When we are three, running around in circles makes sense to us. Actually, we don’t have so much as a clue what “sense” even means – running in circle is fun & that’s enough.
As we grow older & begin to realize that what we do has more value to us than jpgs the doing, we begin to be more aware of what has meaning to us. What matters,
It seems that the underlying common factor shared by folks who get a kick out of life is that their lives have meaning. They might not have two nickels to rub together, but if their life has meaning, they are satisfied at the deepest level, even while wondering about basics like food shelter transportation.
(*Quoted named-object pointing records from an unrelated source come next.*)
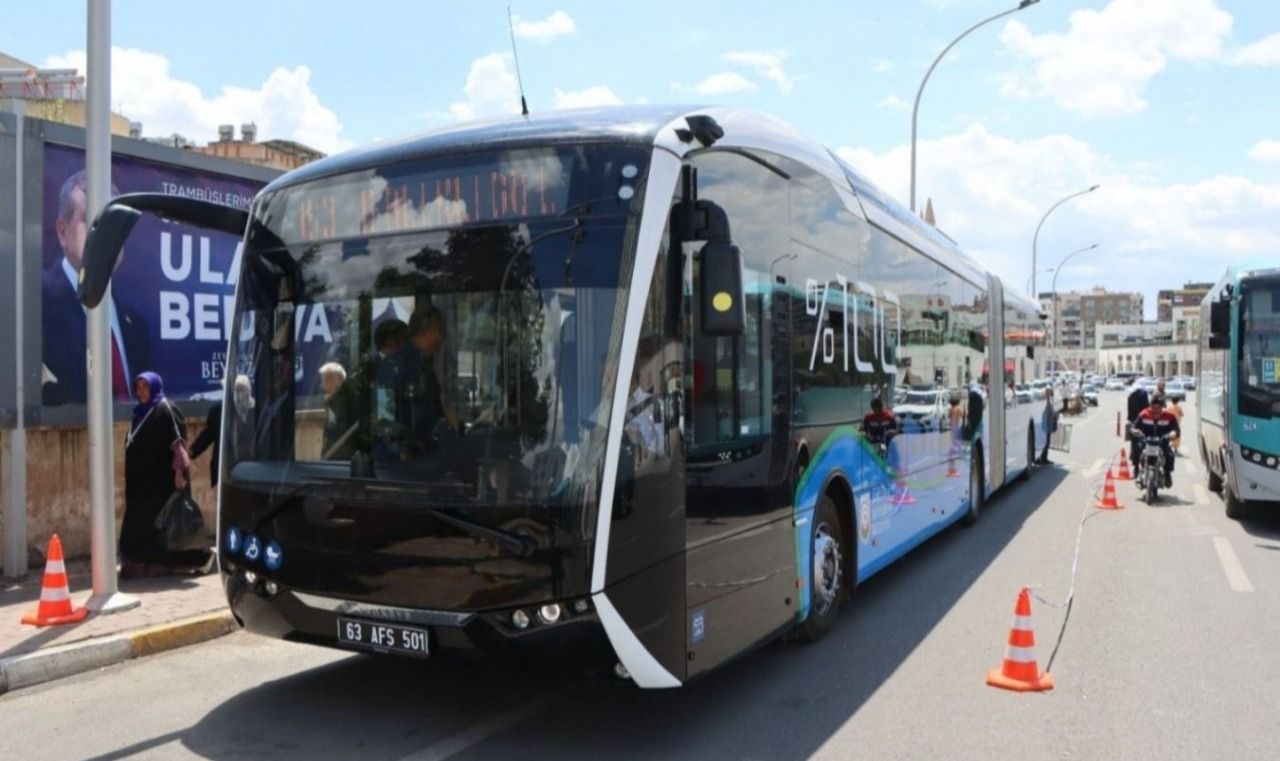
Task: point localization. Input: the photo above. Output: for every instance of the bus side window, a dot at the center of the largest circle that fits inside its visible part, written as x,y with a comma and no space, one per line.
732,384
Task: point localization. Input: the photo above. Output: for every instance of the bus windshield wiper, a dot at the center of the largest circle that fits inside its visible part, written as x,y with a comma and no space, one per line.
520,545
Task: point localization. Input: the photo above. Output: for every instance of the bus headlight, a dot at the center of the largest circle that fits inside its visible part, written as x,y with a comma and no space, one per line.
520,619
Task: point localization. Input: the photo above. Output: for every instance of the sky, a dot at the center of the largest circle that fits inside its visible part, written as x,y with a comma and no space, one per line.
1171,106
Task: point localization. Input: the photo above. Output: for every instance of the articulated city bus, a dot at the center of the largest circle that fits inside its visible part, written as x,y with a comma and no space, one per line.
1238,393
604,380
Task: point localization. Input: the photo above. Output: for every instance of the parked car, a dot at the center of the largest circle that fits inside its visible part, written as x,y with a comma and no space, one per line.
923,411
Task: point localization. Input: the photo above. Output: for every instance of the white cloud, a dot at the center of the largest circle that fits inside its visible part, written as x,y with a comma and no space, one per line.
895,102
723,83
1102,64
283,105
557,24
492,90
1264,53
990,192
583,99
767,64
1266,151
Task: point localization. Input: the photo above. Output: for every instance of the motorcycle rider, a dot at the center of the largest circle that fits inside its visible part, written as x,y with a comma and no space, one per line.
1159,422
880,425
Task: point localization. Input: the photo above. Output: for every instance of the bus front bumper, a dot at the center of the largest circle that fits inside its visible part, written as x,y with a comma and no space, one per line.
270,609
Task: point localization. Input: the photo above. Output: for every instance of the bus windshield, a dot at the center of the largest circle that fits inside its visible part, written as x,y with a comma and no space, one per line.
1260,347
451,326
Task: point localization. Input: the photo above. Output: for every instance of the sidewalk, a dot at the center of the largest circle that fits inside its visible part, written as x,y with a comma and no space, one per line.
174,611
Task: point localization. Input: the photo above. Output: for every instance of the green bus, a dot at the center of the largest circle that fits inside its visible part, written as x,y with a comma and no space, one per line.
1238,393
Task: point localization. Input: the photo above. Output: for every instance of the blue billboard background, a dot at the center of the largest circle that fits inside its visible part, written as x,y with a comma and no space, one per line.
172,292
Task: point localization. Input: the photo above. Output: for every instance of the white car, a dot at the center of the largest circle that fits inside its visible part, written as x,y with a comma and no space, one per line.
923,411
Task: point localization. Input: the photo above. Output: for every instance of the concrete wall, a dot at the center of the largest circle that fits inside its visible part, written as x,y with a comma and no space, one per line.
58,486
58,481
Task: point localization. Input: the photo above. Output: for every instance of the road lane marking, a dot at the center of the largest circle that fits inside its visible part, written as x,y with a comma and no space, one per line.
1235,574
474,736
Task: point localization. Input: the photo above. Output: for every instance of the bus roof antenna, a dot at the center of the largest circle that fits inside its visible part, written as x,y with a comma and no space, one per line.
520,82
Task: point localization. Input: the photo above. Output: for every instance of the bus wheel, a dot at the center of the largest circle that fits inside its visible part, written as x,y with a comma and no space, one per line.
1237,508
826,571
1215,481
976,496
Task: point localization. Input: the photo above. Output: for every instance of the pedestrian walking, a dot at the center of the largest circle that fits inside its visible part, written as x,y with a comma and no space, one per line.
1048,423
1175,408
209,440
155,466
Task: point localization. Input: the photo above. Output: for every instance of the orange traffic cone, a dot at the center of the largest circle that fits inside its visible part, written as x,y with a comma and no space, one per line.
1124,475
1020,672
1109,500
55,596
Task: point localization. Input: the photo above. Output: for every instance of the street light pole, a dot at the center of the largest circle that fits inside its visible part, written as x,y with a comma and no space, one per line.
920,91
106,596
1029,284
1036,238
1057,339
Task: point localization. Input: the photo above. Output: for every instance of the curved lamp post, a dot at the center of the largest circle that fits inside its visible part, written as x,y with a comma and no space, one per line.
1036,238
1057,339
920,91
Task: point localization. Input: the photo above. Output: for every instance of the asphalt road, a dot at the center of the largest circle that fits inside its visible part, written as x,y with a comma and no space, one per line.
1169,654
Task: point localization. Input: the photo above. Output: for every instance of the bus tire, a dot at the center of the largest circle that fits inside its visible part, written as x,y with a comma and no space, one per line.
977,498
1237,508
827,574
1215,480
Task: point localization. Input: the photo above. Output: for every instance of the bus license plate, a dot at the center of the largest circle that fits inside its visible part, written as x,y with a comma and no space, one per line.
383,637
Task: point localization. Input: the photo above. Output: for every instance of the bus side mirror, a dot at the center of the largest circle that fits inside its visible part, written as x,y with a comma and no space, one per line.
721,275
1220,325
103,251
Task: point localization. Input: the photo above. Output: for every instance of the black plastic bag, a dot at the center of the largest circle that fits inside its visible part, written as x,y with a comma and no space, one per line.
181,526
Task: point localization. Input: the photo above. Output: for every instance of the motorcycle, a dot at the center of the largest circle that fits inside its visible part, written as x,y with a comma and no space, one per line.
1151,467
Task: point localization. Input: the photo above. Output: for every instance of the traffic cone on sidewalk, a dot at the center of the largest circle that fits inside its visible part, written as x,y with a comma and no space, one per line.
55,596
1020,672
1124,475
1109,500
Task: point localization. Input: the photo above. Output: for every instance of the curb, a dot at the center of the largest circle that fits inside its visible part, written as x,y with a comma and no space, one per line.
68,660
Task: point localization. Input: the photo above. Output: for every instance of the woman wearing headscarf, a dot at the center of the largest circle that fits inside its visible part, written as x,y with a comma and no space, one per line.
155,466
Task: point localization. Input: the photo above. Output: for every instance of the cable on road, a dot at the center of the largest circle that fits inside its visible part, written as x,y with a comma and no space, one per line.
1096,487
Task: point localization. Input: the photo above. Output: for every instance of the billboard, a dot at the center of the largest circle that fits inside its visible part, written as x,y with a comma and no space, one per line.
172,293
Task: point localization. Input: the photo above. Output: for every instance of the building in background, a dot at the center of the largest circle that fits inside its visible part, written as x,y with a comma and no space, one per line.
1074,317
1180,307
58,95
53,95
274,154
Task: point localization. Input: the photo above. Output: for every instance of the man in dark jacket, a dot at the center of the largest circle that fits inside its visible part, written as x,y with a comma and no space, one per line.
1138,400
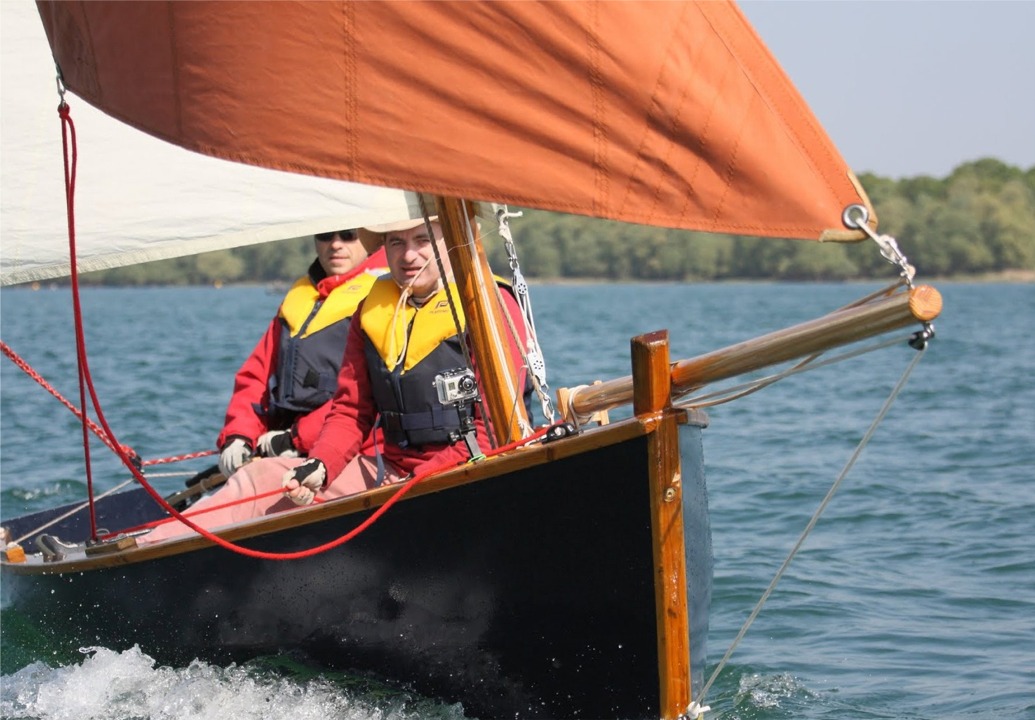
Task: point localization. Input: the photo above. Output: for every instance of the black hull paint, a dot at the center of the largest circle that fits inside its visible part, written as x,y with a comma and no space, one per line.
525,595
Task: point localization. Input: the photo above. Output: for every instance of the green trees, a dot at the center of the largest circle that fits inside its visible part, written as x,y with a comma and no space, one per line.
979,219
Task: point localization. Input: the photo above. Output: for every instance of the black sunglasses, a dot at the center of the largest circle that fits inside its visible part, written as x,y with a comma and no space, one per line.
347,235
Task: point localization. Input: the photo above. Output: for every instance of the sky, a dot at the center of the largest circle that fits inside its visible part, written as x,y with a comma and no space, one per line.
911,87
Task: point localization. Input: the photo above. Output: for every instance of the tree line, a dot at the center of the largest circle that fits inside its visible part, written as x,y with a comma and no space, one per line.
979,219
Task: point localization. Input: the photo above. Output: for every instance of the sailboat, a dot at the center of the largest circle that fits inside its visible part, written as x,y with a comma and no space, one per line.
662,114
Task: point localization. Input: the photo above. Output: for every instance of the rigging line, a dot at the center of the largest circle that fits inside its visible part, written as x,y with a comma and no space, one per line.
486,418
70,167
744,389
815,518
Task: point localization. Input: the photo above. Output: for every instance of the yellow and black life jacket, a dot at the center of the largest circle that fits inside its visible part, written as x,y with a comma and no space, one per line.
312,345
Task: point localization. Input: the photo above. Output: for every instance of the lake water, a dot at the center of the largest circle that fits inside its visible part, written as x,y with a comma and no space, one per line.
913,598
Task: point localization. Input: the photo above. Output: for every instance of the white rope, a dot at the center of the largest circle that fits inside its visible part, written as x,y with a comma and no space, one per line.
811,522
533,355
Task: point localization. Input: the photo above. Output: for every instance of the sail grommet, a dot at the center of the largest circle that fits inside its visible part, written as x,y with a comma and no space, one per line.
855,216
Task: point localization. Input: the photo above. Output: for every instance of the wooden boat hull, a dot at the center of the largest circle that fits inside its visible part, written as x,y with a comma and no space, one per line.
521,588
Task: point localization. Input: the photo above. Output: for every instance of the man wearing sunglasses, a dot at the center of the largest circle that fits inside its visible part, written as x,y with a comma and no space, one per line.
283,391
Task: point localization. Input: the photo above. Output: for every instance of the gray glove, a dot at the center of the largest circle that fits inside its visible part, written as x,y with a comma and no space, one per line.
302,483
276,444
235,453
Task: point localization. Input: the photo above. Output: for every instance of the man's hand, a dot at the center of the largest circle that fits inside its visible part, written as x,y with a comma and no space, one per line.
276,444
302,483
234,453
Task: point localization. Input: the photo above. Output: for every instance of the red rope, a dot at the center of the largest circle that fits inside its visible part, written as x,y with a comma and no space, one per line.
94,427
86,383
17,359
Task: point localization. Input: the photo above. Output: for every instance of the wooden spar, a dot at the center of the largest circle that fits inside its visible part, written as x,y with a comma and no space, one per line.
485,324
652,382
922,303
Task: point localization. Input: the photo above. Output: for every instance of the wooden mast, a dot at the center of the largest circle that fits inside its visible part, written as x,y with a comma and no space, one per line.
486,327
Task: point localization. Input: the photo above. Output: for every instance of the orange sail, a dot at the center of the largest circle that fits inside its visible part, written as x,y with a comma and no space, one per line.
671,114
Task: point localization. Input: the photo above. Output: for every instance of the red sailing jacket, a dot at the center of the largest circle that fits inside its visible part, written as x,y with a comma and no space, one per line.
246,411
353,412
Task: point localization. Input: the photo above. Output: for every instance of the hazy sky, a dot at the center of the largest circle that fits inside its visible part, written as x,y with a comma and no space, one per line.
909,88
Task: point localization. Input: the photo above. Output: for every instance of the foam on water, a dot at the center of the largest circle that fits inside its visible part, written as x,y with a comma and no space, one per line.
109,685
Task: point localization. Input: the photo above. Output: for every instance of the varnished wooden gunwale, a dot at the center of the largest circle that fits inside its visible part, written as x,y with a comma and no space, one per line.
485,324
650,370
497,466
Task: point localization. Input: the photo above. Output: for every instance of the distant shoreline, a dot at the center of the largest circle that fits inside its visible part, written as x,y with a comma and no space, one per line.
1005,277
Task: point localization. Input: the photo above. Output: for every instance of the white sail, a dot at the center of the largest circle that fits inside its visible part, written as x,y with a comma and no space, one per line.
138,199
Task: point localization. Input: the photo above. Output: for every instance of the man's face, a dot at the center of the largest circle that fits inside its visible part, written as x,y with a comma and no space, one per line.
339,251
411,259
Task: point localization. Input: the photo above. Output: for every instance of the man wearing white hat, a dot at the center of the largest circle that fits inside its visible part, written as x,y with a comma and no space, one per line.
402,342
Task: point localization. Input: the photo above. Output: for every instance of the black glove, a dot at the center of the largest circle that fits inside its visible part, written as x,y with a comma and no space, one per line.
276,444
302,483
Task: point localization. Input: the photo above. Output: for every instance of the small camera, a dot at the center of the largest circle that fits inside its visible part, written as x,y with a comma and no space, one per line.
456,386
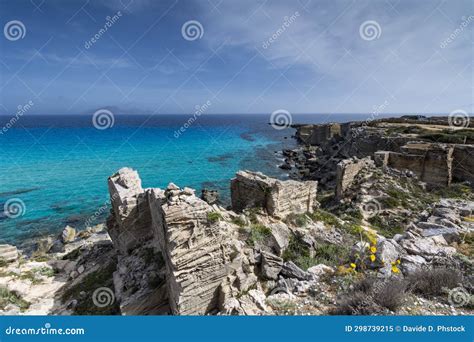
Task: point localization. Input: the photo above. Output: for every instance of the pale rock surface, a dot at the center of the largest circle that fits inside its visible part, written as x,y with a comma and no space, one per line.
278,198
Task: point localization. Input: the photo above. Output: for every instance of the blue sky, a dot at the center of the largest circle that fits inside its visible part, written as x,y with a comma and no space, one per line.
319,62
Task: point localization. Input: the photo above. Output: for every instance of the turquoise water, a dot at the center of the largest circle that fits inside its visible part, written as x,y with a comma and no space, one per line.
58,165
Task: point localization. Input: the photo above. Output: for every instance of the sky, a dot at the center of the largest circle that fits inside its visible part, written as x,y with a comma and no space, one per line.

Conversely, someone can be as rich as Bezos or Buffett, but if they don’t feel in their bones that what they do matters, they’re going to have a level of dissatisfaction, disharmony that no amount of money or power, things or stature can dissipate.
The ideal is a balance of work that matters with income that keeps life humming. Because worry about basics IS a terribly drain on our energies, on our capacity to do our best. When a dear friend got s new car, she gifted her old one, a godsend since our stout-hearted & true Gibbs (a 1999 Camry) had worn through its brake lining & – at 139,000 miles – it didn’t make sense to repair our beloved vehicle. But tender & true Bessie (a Corolla) had 138,000 miles on her when she came into our care – wondrous wheels for those without, but not suitable for tootling grannie clients around on play dates. Until I get in-home playfulness services like Cyber Access for the Technically Timid & film fests up & running, our ability to grow our client base is stunted, due to lack of enough money to get a low mileage used car. A classic vicious cycle.
Money is good. Money can facilitate a life of meaning, use, service. Bill & Melinda Gates are famous for realizing that while they are rich beyond imagination, their wisest investment is in helping others.
Being poor does not endow us with a certain nobility. Doing well doesn’t make us complacent. Being rich doesn’t make us a heartless money grabber. It’s HOW we use what we have to fashion lives, big or small, with meaning that matters.